# Do Clustering algorithms need feature scaling in the pre-processing stage?

Is feature scaling useful for clustering algorithms? What type of features, I mean numeric, categorical etc., are most efficient for clustering?

## 6 Answers

Clustering algorithms are certainly effected by the feature scaling.

Example:

Let's say that you have two features:

1. weight (in Lbs)
2. height (in Feet)

... and we are using these to predict whether a person needs a 'S' or 'L' size shirt.

We are using weight+height for that, and in our trained set let's say we have two people already in clusters:

1. Adam (175Lbs+5.9ft) in 'L'
2. Lucy (115Lbs+5.2ft) in 'S'.

We have a new person - Alan (140Lbs+6.1ft.), and your clustering algo will put it in the cluster which is nearest. So, if we don't scale the features here, the height is not having much effect and Alan will be allotted in 'S' cluster.

So, we need to scale it. Scikit Learn provides many functions for scaling. One you can use is sklearn.preprocessing.MinMaxScaler.

• The nearest cluster is defined by the distance. If scaling matters depends on the distance measure used. For example, correlation is not affected by scaling. – Pieter Sep 12 '17 at 10:48

Yes. Clustering algorithms such as K-means do need feature scaling before they are fed to the algo. Since, clustering techniques use Euclidean Distance to form the cohorts, it will be wise e.g to scale the variables having heights in meters and weights in KGs before calculating the distance.

• The choice of distance measure is often up to the user, other common options are block distance, gaussian (kernel) distance (e.g. GMM) and correlations. – Pieter Sep 12 '17 at 10:51

In fact, most clustering algorithms are even highly sensitive to scaling. Rescaling the data can completely ruin the results.

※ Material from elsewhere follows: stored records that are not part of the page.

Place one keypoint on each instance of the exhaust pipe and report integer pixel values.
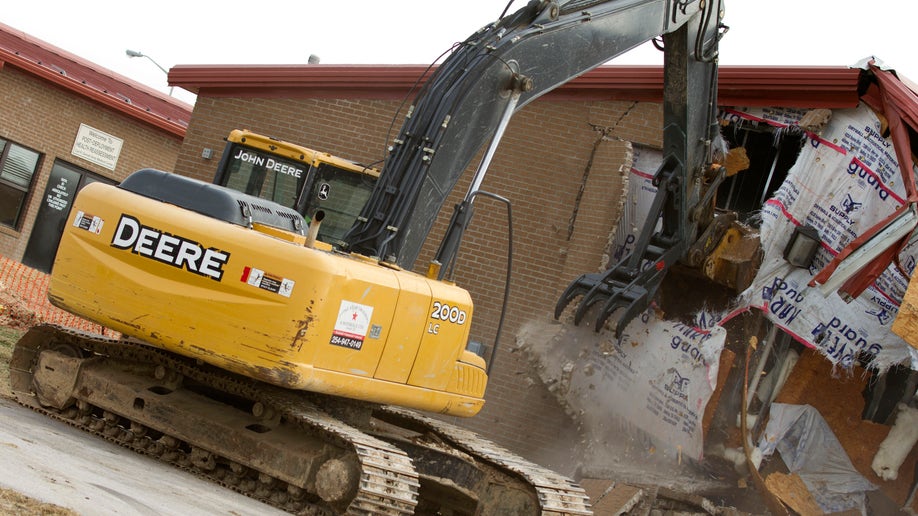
(314, 229)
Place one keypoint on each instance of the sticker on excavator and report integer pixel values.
(352, 325)
(88, 222)
(271, 283)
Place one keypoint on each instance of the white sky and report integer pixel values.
(772, 32)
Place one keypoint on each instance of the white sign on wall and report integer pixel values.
(97, 147)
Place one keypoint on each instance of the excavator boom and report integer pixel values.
(513, 61)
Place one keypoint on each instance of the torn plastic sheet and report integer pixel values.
(652, 385)
(843, 183)
(809, 448)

Bad scaling also appears to be a key reason why people fail with finding meaningful clusters. It is just very easy to do badly.

By no means rely on automatic scaling. It must fit your task and data. Preprocessing is an art, and will require most of the work.

Non-continuous variables are big issue. While you can "hack" data into binary encodings and then pretend they are suitable, the discreteness poses a major issue for the algorithms. For example, many points have the same distance. And the mean of such a variable doesn't make a lot of semantic sense anymore. The squared deviation (as used by k-means) is even worse. Results may often be better if you ignore such variables when clustering.

Same goes for bad attributes, such as identifiers, sequence numbers, etc.

Scaling affects Clustering Results in a way that depends by the metric used (Euclidean Distance, Squared Euclidean Distance, Manhattan Distance, …)

In general when you are mixing features which have different physical measurements units, you can think of a Linear Transformation (i.e. Offset + Scale Factor) to transform them into a common space

You can also think to try learning this transformation, using some more complicated model than a linear one (if you think your problem requires it)

Feature scaling will certainly effect clustering results. Exactly what scaling to use is an open question however, since clustering is really an exploratory procedure rather than something with a ground truth you can check against. Ultimately you want to use your knowledge of the data to determine how to relatively scale features. In practice clustering is going to work best with numeric features, so if you have a mix of feature types you may want to look at embedding methods such as GLRM as a preprocessing step.

There are different clustering algorithms. Without knowing every one well, I would assume it may vary.

One very popular clustering algorithm is k-means and this one usually needs scaling since

"K-means clustering is "isotropic" in all directions of space and therefore tends to produce more or less round (rather than elongated) clusters. In this situation leaving variances unequal is equivalent to putting more weight on variables with smaller variance, so clusters will tend to be separated along variables with greater variance."